Iraq in 2003 was not Germany in 1941. Iraq had no part in 9/11, had made no threats against the U.S., had no weapons of mass destruction, and yet we invaded that country and killed upwards of 1,000,00 people. That’s “preventative maintenance”? What did we prevent? Al Qaeda wasn’t in Iraq until after we invaded (as religious extremists they were secular Saddam Hussein’s natural enemy, and Osama bin Laden counted Saddam as among the worst apostates in the Arab world); and our invasion has monumentally shifted the balance of power in that part of the world to Iran’s favor. That’s “preventative maintenance”?
This is an honest question, so please take it as such: Do you truly, sincerely believe that we have done the right thing in Iraq? Not just since the “surge,” but objectively, in terms of national security and defense, and balancing the rights of the Iraqi people to not be killed against our rights to protect ourselves? Because there really was nothing to protect ourselves against in Iraq, and we knew that. That’s been proven over and over again. So, just as a straight yes or no question, given the information now available to you (and that’s been available to Bush & Cheney since well before we started this war), was invading Iraq the right thing to do?
Not that you care, but if you answer “yes,” it will not make me angry or frustrated. It will break my heart. Because I don’t want to believe my fellow Americans can be ready to kill other living, breathing people, fathers and mothers and children, for no reason at all except to appease our wounded national pride.
That is not only sociopathic, it’s a war crime.
It’s not a matter of “supporting” abortion, its a matter of respecting a woman’s privacy and caring about her health.
http://www.elroy.net/ehr/abortion.html
Ashley,
I don’t know what it was in my post about McCain’s resemblance to many of Shakespeare’s villainous male characters that brought you to the subject of abortion, but it seems to be the one most important to you.
Are you aware that McCain himself said he would leave the choice of keeping or aborting an unwanted pregnancy to his daughters (during his run for the White House in 2000)? His “choice” to become pro-life followed directly from his presidential ambition, nothing else. And regarding Governor Palin, I would bet you $1,000 that Bristol Palin’s shotgun marriage doesn’t last 5 years. Teenage marriage can do far more damage to a woman than abortion, to say nothing of what her child will have to endure under the care of two immature parents.

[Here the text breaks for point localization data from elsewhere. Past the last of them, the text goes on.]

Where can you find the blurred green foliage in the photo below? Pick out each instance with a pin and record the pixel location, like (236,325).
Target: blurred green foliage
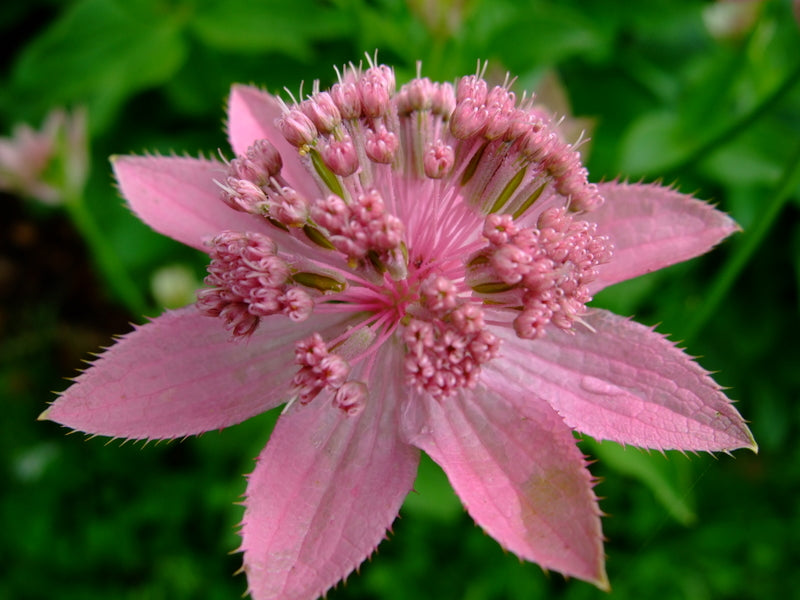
(702,94)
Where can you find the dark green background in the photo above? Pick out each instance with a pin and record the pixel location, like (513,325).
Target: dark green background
(673,96)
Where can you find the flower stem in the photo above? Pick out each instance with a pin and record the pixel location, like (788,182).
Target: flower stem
(114,272)
(721,286)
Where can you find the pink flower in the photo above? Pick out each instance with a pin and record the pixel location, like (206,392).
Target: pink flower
(407,269)
(49,165)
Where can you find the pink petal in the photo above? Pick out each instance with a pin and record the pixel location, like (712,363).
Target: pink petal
(323,494)
(653,227)
(181,374)
(626,383)
(251,116)
(515,466)
(178,197)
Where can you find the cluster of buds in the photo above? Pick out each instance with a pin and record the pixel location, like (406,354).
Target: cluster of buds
(322,370)
(362,229)
(254,185)
(543,272)
(248,281)
(445,351)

Abortion is an unbelievably difficult and personal issue for each woman confronted by it. Until you have been the child of a mother who had a nervous breakdown and was suicidal after being denied birth control by her Catholic physician (who called her a slut for asking for it) and then had 3 children between the ages of 22 and 25, don’t talk to me about “using abortion as birth control.” Do you know any women who have used abortion as birth control? I don’t. But I have known women who had abortions after birth control failed, or after finding out that their long-desired child had a birth defect so severe that the child would only live hours or days after birth.
I have also lost my best friend to a placental abnormality for which the only cure is a late term abortion, because placenta percreta is only diagnosed after the 20th week. The only cure for this condition is to stop the placenta from doing any further damage, by removing it – and the growing fetus. My friend died when the doctors could not stop her post-partum hemorrhage.
Tell me, Ashley – have you protested the more than 100,000 innocent civilians killed by the U.S. in Iraq? Did you protest the deaths of the more than 500,000 children who could have been saved by prescription drugs we refused to allow into Iraq during the sanctions after Gulf War I?
Let’s start with the actual living, breathing human beings who are suffering and dying without healthcare, or under our bombs, before we turn on women who are making the most difficult choice of all to the best of their ability.